Elixir's sigils are amazing. There are date sigils that allow you to do what the OP does:
~N[2023-01-01 12:00:00]
But you can also define your own sigils to create new "custom syntax" for almost any struct. Kind of a special case of reader macros, I guess. Very convenient.
Swift has the expressiblebyTypeliteral series of protocols for this.
For example you could write an extension on Date to add initialization from a string:
extension Date: ExpressibleByStringLiteral {
public init(stringLiteral value: String) {
// parse the string here.
}
}
You can then do things like:
let happyNewYear: Date = “2023-01-01 12:00:00”

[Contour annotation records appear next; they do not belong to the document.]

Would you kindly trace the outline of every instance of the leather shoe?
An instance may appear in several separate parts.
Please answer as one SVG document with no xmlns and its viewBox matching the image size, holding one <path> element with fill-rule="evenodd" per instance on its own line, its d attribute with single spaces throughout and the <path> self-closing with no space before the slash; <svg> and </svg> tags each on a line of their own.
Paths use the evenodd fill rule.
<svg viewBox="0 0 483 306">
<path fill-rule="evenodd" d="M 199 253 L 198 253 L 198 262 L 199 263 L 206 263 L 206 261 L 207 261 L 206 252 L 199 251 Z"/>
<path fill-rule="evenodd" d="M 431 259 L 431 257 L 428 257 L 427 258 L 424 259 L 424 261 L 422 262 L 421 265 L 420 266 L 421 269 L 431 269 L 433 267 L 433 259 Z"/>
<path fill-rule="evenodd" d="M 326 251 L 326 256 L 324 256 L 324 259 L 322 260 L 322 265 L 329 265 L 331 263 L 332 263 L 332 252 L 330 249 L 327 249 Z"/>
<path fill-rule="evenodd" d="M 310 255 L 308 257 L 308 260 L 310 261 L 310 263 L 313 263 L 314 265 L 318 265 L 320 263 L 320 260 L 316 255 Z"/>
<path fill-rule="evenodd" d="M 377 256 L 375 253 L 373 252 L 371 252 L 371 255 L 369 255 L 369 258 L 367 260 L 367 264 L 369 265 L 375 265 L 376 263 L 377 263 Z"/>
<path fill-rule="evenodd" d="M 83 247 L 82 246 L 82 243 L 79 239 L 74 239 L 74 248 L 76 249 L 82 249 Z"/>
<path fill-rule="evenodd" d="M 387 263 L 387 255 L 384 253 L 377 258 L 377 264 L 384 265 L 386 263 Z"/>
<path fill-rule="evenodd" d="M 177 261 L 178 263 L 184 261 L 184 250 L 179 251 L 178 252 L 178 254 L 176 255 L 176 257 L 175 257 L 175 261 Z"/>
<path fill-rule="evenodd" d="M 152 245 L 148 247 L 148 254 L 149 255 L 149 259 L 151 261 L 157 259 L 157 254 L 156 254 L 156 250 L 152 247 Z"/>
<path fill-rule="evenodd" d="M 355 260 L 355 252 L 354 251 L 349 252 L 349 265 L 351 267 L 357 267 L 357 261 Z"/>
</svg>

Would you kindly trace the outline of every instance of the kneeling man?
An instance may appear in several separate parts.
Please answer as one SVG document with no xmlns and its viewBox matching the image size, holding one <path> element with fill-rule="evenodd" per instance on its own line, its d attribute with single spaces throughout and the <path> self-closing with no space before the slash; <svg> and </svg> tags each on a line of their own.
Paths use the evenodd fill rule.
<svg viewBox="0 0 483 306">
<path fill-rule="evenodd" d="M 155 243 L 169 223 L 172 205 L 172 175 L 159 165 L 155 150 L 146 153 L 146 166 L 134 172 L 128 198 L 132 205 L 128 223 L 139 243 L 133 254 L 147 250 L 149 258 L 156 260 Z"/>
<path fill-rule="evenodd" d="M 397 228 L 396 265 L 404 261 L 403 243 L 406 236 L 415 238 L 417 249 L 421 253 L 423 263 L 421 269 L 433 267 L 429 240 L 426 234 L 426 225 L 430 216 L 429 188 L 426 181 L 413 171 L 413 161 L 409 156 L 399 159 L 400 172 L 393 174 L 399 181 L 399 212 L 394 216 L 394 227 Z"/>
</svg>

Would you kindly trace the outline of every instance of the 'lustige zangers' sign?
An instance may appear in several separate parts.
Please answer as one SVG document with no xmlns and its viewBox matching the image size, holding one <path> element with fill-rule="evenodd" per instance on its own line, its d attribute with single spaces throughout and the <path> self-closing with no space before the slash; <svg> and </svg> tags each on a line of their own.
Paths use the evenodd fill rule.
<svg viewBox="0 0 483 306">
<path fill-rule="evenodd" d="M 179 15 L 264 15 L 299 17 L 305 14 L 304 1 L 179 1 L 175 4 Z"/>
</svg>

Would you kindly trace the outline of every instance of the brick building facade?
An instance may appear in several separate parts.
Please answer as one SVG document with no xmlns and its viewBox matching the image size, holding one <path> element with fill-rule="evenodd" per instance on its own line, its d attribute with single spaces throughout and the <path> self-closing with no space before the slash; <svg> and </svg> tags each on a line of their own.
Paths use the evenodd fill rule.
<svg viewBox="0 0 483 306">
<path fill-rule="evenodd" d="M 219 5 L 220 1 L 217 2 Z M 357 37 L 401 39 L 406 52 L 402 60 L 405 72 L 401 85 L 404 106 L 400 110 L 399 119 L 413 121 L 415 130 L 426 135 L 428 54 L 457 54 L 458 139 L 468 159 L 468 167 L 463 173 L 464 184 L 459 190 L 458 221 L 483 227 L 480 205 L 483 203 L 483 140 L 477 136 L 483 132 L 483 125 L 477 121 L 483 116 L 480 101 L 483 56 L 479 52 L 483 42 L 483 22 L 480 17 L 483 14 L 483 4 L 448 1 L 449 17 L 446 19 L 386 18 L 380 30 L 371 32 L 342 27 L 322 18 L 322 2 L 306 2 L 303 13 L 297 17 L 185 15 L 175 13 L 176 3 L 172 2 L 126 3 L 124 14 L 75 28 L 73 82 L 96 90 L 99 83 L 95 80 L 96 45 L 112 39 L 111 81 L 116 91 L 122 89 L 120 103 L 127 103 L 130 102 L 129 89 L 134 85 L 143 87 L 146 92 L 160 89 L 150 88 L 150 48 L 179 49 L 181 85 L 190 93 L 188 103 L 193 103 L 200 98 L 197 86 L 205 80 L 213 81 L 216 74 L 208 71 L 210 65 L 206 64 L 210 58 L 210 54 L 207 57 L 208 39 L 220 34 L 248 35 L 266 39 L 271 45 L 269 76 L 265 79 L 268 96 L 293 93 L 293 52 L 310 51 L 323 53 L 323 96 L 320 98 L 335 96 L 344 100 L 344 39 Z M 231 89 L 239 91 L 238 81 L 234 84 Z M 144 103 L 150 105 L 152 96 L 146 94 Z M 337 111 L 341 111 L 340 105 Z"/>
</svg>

There are a protocols for all literal types. For example, you could implement ExpressibleByIntegerLiteral and have have it init the Date object from a unix timestamp. There is even an ExpressibleByNilLiteral.
It's "funny" that things that are considered an anti-feature and something that needs to be avoided by all means in one place is considered a great feature in another place. This points strongly in the direction that there is no logic behind such "considerations".
What you just showed was a implicit conversion from String to Date. Something you would get beaten up for in Scala land.
C++ has the same with implicit constructors, generally considered to be a footgun that should be disabled with the explicit-keyword unless such a cast makes sense, implicit constructors are otherwise the default. For example vector has a constructor with takes integer size argument, if it wasn't explicit you could accidentally do vector v = {10} which would construct a vector with 10 empty elements, instead of one element with value 10. This also has to do with the ambigous curly brace syntax in c++.
Eg: ~w(foo bar bat) is a word list. `~ letter bracketed-text lettersasmodifiers` desugars as sigil_<letter>(text,modifiers). Similar to foo_str() of Julia[3], but for one-letter-names and more brackets. But not the unicode brackets of Raku.
The most recent addition to the digit family being Phoenix’s new ~p”/healht”, which is a HTTP route string that automatically verifies whether the route exists, and returns compile-time warnings when you link to a path that didn’ doesn’t. It’s fantastic, and really surprising it took this long to be added to any web framework.
But you can also define your own sigils to create new "custom syntax" for almost any struct. Kind of a special case of reader macros, I guess. Very convenient.